Dire che “Carmilla” sia una creatura di Valerio, il suo direttore, al pari delle sue opere, è eccessivo e neppure veritiero se pensiamo a quanti lungo tre decenni ci hanno lavorato. È un pregiudizio, un malinteso spesso pensato da una pletora di aficionados di Evangelisti, di chi solitamente mitizza i propri autori e personaggi preferiti, confondendo in questo caso il carisma indiscutibile di Valerio con una sorta di autorità certo da lui non cercata e non voluta e data più che altro da fattori oggettivi come il successo e l’aver smosso una letteratura di genere un tempo asfittica; e soggettivi, nell’essere stato una presenza politica nel senso più vasto per generazioni di attivisti, simpatizzanti, fan dal mondo di Eymerich, estimatori delle sue saghe, fino al dibattito più articolato e lungo decenni dentro la sinistra antagonista.
Dunque, Valerio Evangelisti, senza chi lo ha accompagnato in vari modi nel suo percorso culturale, non sarebbe stato tale, al netto comunque del suo estro e genio poliedrico. Che tutto nasca da un collettivo, da un dibattito tra soggetti ed esperienze a confronto nei movimenti politici e tendenze culturali che hanno attraversato intere fasi della storia italiana a cavallo di due millenni, rientra nella consapevolezza di chi ha conosciuto anche solo parte di questa storia e soprattutto ha conosciuto Valerio.

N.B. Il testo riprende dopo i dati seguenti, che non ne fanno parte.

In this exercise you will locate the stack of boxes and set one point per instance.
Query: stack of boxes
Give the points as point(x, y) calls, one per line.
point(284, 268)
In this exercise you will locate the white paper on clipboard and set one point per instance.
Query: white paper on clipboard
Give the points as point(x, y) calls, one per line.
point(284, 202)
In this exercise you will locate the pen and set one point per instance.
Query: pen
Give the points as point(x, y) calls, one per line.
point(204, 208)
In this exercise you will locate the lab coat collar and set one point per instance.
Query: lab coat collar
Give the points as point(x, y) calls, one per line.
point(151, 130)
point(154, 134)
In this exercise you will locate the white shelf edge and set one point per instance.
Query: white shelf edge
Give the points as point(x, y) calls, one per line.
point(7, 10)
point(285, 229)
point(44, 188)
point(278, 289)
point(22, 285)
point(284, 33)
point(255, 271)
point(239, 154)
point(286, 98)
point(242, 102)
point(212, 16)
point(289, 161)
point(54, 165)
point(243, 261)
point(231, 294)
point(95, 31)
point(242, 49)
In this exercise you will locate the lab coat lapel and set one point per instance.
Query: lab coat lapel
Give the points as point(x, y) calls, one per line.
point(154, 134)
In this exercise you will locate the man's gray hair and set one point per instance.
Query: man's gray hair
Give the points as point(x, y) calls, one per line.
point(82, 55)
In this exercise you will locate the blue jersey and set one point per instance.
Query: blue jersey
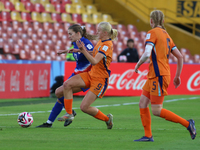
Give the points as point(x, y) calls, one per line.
point(82, 64)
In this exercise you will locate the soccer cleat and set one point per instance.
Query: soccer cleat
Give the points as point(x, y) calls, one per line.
point(191, 128)
point(145, 139)
point(44, 125)
point(68, 122)
point(109, 123)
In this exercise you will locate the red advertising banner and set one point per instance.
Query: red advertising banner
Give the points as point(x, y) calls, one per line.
point(125, 82)
point(24, 80)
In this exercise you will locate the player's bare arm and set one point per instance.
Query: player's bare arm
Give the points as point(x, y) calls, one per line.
point(144, 57)
point(91, 59)
point(178, 55)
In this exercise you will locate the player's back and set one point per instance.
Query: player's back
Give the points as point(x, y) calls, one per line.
point(162, 46)
point(102, 68)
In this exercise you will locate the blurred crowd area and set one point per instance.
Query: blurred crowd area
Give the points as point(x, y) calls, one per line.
point(37, 29)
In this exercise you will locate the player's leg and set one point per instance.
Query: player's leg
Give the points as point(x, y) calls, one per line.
point(158, 110)
point(68, 86)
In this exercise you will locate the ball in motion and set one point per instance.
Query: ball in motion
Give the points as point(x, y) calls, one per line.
point(25, 119)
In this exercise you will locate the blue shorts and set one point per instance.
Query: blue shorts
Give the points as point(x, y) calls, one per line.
point(83, 89)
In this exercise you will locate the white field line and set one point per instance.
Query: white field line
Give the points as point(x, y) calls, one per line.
point(113, 105)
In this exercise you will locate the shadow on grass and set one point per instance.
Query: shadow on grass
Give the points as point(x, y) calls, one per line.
point(28, 101)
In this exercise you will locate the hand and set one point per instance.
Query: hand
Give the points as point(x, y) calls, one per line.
point(136, 68)
point(74, 50)
point(177, 82)
point(61, 52)
point(80, 45)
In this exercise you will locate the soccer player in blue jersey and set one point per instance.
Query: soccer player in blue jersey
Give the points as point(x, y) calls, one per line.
point(75, 32)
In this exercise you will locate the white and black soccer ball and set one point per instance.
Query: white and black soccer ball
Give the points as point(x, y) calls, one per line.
point(25, 119)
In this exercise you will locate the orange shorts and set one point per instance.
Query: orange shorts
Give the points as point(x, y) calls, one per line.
point(98, 86)
point(156, 88)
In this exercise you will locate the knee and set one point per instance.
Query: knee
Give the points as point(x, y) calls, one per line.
point(83, 108)
point(156, 112)
point(58, 93)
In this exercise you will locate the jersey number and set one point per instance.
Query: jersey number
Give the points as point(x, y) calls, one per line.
point(168, 40)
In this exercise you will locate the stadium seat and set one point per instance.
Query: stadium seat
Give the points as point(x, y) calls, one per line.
point(32, 55)
point(46, 17)
point(91, 9)
point(87, 18)
point(36, 16)
point(9, 6)
point(7, 48)
point(26, 17)
point(2, 8)
point(16, 49)
point(16, 16)
point(77, 18)
point(56, 17)
point(44, 2)
point(66, 18)
point(29, 6)
point(5, 16)
point(47, 26)
point(39, 8)
point(23, 55)
point(14, 1)
point(10, 57)
point(49, 8)
point(77, 2)
point(2, 57)
point(35, 1)
point(80, 9)
point(69, 8)
point(59, 8)
point(97, 17)
point(108, 18)
point(20, 7)
point(64, 2)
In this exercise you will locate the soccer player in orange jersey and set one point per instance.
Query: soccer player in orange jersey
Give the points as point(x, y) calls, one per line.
point(96, 79)
point(158, 47)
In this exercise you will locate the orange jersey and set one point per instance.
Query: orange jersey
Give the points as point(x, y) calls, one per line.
point(162, 46)
point(102, 68)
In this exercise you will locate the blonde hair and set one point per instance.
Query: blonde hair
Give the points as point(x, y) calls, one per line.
point(158, 18)
point(106, 26)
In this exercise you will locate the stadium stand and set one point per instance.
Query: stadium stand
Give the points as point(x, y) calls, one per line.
point(36, 29)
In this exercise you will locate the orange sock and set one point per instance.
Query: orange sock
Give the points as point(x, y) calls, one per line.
point(146, 121)
point(101, 116)
point(68, 105)
point(170, 116)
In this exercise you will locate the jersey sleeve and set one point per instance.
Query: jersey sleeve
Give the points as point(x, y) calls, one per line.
point(151, 38)
point(104, 49)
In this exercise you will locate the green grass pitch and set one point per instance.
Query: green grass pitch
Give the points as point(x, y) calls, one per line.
point(88, 133)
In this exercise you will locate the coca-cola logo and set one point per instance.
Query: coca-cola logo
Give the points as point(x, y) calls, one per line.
point(128, 80)
point(14, 80)
point(193, 83)
point(43, 80)
point(2, 81)
point(28, 80)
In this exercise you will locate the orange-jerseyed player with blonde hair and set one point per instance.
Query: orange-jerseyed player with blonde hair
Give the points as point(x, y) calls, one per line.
point(97, 79)
point(158, 47)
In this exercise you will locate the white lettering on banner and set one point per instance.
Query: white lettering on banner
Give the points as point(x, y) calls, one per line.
point(42, 80)
point(14, 81)
point(28, 81)
point(126, 80)
point(2, 81)
point(194, 81)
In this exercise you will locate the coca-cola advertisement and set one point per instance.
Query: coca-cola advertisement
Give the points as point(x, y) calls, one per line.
point(124, 81)
point(24, 80)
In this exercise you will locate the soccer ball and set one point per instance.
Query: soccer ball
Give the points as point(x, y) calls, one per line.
point(25, 119)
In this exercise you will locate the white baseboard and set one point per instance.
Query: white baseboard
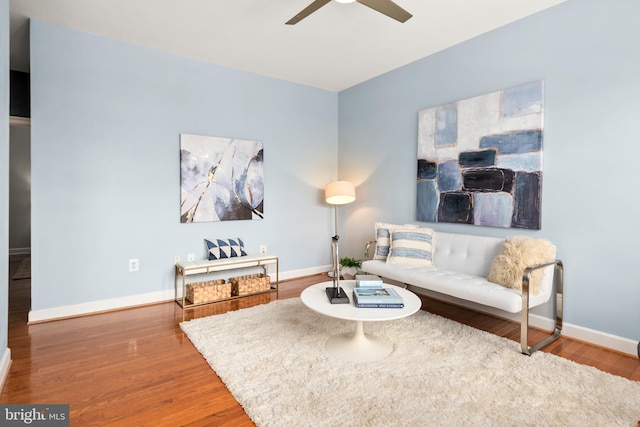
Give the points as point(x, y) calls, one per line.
point(5, 365)
point(75, 310)
point(83, 309)
point(19, 251)
point(623, 345)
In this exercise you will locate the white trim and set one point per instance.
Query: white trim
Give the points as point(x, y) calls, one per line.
point(603, 339)
point(92, 307)
point(5, 366)
point(19, 251)
point(19, 121)
point(99, 306)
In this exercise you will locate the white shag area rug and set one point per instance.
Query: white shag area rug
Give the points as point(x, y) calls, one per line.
point(272, 358)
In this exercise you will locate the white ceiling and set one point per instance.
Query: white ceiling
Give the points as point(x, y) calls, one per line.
point(335, 48)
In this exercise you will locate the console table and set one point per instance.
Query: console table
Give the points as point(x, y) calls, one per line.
point(190, 268)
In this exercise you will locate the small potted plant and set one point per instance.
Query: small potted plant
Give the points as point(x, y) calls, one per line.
point(349, 266)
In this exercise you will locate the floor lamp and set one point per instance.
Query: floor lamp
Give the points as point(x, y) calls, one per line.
point(338, 193)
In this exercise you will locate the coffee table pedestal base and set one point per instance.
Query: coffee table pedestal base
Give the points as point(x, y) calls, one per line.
point(358, 347)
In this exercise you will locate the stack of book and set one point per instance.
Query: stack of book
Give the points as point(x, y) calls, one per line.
point(368, 281)
point(377, 298)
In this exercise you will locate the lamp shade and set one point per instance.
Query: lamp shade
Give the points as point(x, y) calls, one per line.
point(339, 192)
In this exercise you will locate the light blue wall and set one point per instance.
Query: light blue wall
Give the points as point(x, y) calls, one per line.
point(587, 53)
point(106, 120)
point(4, 172)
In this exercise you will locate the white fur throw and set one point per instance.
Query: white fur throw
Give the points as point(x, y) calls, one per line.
point(518, 253)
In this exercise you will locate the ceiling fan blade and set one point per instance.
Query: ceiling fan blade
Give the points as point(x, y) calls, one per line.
point(387, 7)
point(317, 4)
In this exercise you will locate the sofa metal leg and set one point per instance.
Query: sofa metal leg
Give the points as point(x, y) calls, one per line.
point(558, 284)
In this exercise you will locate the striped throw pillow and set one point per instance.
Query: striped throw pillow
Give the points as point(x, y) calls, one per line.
point(224, 248)
point(411, 247)
point(383, 239)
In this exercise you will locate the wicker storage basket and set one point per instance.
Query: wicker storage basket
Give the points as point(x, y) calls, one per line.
point(250, 284)
point(212, 290)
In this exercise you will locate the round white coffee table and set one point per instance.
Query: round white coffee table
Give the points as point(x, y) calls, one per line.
point(358, 346)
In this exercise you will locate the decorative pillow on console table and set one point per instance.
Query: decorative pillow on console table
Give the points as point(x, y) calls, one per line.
point(411, 247)
point(225, 248)
point(518, 253)
point(383, 239)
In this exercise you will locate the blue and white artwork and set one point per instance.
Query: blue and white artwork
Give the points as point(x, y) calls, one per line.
point(221, 179)
point(480, 160)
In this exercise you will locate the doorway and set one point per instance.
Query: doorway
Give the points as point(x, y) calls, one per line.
point(19, 212)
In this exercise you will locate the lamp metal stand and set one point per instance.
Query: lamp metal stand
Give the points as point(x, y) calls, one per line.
point(335, 293)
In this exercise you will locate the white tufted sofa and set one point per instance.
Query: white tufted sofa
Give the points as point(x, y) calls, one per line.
point(461, 264)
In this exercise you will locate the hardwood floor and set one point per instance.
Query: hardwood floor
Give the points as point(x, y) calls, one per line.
point(135, 367)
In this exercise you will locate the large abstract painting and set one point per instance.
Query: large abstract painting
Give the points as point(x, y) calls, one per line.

Lotta Continua e l’Autonomia, l’operaismo e il punk, la libreria il Picchio e piazza Verdi, Lettere e le esperienze di autogestione in una Bologna piena di fermenti antagonistici, costituiscono l’humus di una collettività che ha fatto da retrocultura e da collante a questa esperienza. Così tutto è iniziato, nei famigerati anni Settanta dello scontro e poi degli anni Ottanta della sconfitta e del riflusso, in un percorso collettivo che non è mai cessato.
Prosegui la lettura andando qui.
Nessun post

Comments
Nothing yet. Say the first thing.
Sign in to join the conversation.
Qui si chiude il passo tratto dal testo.